Front left is the saffron cream sauce. I have never cooked with spicely gold before, and when I was at the grocery store this morning, I initially decided to skip it: $17 for a tiny bottle?! When I got home, I did a little research (no substitutions and a little goes a long way) and my hubby convinced me to try it, so back to the grocery store I went. When I got home and was mixing up the sauce, I realized that I also didn't have any cardamom, so I substituted garam masala. We really, really, really loved this sauce, both on the chicken and the naan.
Center is the barbecued chicken. I'm not ambitious enough to cook lamb, as the original recipe calls for. The marinade is yogurt, sesame oil, and a lot of spices. I marinated the chicken pieces for about three hours and then hubby grilled them. The chicken was really moist and flavorful...again, we were big fans (the kids were, too).

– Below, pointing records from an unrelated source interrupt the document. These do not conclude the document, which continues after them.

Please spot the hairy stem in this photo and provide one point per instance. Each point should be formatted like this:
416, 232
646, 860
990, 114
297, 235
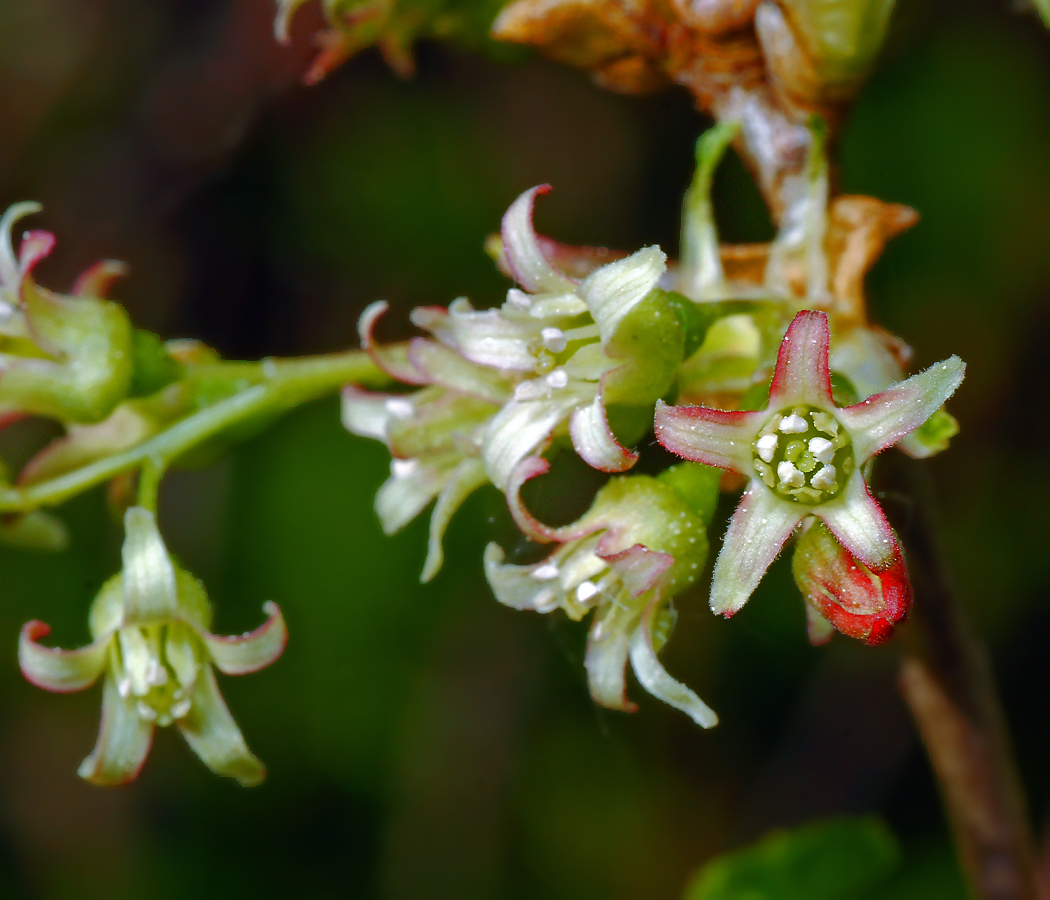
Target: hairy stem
268, 388
947, 682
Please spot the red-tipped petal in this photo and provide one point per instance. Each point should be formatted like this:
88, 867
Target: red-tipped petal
801, 375
716, 437
54, 669
97, 279
394, 360
882, 420
756, 535
244, 653
858, 522
36, 245
594, 441
638, 567
523, 251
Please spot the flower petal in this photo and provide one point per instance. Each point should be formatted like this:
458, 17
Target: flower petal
244, 653
637, 566
148, 574
614, 290
715, 437
531, 466
11, 270
36, 245
392, 359
213, 735
608, 646
123, 745
522, 427
857, 520
412, 485
97, 279
655, 679
53, 669
485, 337
467, 477
594, 441
445, 367
882, 420
700, 275
801, 375
522, 249
757, 532
366, 413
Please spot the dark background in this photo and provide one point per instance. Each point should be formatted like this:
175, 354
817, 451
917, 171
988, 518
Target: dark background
423, 741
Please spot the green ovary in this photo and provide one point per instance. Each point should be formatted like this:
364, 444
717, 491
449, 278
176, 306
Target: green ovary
803, 455
156, 668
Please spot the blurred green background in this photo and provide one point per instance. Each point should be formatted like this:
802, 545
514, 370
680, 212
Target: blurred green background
423, 741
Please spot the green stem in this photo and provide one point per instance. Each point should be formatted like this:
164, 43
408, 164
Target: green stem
267, 388
149, 483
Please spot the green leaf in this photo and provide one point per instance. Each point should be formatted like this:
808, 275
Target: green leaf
838, 859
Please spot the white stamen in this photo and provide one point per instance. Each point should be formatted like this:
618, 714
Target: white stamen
155, 673
545, 601
400, 407
822, 448
553, 339
790, 477
519, 298
558, 379
794, 424
403, 467
767, 446
825, 478
586, 590
528, 391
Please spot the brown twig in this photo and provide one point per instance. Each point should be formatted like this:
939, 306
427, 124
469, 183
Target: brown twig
947, 683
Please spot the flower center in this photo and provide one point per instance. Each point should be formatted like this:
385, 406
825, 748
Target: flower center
803, 455
158, 668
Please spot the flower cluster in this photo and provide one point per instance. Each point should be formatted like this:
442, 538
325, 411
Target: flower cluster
589, 351
496, 386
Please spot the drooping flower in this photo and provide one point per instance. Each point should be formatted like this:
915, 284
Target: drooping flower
155, 654
643, 541
497, 385
803, 457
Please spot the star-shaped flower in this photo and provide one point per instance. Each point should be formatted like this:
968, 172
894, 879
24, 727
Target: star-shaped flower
803, 456
152, 645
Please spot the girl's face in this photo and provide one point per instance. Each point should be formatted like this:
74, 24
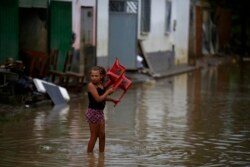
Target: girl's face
95, 76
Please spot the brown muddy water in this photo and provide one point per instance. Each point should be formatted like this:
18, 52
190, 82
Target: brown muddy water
200, 118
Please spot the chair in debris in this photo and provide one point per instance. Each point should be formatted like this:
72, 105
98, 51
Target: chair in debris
35, 63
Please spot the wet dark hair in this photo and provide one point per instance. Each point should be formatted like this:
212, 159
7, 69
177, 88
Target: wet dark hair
101, 70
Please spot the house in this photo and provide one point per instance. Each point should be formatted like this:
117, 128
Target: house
39, 25
155, 29
210, 29
99, 31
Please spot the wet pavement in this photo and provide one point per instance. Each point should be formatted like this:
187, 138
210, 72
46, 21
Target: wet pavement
199, 118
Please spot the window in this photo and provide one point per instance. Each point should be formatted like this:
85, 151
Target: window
145, 15
123, 6
168, 16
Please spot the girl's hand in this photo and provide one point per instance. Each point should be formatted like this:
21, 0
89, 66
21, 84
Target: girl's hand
110, 91
116, 101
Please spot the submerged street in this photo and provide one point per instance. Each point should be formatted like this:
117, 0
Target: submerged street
200, 118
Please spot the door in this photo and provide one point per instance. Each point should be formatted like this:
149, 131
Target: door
123, 32
88, 49
8, 30
61, 29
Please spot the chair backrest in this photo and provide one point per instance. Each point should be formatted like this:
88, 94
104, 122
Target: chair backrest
53, 58
37, 64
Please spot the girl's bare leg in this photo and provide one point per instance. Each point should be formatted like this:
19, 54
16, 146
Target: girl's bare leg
94, 128
102, 137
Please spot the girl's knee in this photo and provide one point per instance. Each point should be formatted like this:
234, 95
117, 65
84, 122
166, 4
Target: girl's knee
102, 135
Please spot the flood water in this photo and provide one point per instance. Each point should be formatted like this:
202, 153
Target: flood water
201, 118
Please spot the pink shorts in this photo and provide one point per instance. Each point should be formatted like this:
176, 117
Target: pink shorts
94, 116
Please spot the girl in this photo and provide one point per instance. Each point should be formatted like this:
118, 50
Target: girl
97, 96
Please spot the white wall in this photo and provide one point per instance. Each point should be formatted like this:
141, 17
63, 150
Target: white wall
180, 13
157, 39
76, 19
102, 27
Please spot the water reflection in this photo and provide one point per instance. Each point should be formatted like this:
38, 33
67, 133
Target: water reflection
195, 119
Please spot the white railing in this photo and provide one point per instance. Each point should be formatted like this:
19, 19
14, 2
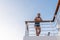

Back right is our normal naan. Yum! And for the first time, the kids actually ate theirs, too.
Front right is a cucumber raita, something I've been curious to try, especially since I am a big tzatziki-lover. I'm not sure why, but the spice combination was just not good to me; I couldn't eat it and ended up throwing most of the bowl-full away. Hubby liked it okay with the chicken, but not enough for seconds.